Culture Clash: The Costs and Benefits of Homogeneity
Executive Summary — Culture clash is often considered a major cause for the failing of mergers and acquisitions, and for this reason it is an important consideration for corporate strategy. Although less publicized, culture clash has also plagued alliances and long-term market relationships. It provides a unique lens on the performance effects of corporate culture itself, and thus culture's potential to generate a competitive advantage. This paper develops an economic theory of the costs and benefits of corporate culture—in the sense of shared beliefs and values—in order to study the effects of culture clash in mergers and acquisitions. Key concepts include:
- Culture is the degree to which members have similar beliefs about the best way of doing things.
- In mergers and acquisitions, the costs of culture clash will typically show up immediately and affect mainly the operational efficiency of the merged firms.

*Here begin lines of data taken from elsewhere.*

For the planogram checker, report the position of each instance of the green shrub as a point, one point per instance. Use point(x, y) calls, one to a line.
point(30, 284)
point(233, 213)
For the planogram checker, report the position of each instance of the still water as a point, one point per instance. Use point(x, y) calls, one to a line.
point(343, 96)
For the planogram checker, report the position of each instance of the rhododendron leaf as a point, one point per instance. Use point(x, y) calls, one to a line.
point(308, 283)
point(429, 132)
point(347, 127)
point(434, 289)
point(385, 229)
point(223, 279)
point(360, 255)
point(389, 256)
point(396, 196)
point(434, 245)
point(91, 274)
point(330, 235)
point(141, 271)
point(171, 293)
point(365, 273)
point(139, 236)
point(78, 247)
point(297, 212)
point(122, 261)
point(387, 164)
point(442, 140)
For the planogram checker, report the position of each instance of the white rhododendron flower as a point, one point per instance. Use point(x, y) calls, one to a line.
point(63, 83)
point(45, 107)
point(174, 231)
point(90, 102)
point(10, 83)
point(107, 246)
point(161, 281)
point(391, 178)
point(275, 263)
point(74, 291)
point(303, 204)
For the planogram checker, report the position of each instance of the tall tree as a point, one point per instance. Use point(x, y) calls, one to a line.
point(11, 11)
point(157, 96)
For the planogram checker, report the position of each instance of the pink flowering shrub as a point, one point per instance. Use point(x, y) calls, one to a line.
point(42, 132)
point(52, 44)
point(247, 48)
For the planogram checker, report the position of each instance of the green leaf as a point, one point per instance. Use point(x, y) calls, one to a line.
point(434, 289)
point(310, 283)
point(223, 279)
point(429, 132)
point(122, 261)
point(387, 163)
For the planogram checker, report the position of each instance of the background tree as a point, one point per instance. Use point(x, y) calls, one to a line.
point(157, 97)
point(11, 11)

- The benefits of culture clash will take more time to emerge and will affect more the fit with the environment.
This paper develops an economic theory of the costs and benefits of corporate culture—in the sense of shared beliefs and values—in order to study the effects of 'culture clash' in mergers and acquisitions. I first use a simple analytical framework to show that shared beliefs lead to more delegation, less monitoring, higher utility (or satisfaction), higher execution effort (or motivation), faster coordination, less influence activities, and more communication, but also to less experimentation and less information collection. When two firms that are each internally homogenous but different from each other, merge, the above results translate to specific predictions how the change in homogeneity will affect firm behavior. The paper's predictions can also serve more in general as a test for the theory of culture as homogeneity of beliefs. 38 pages.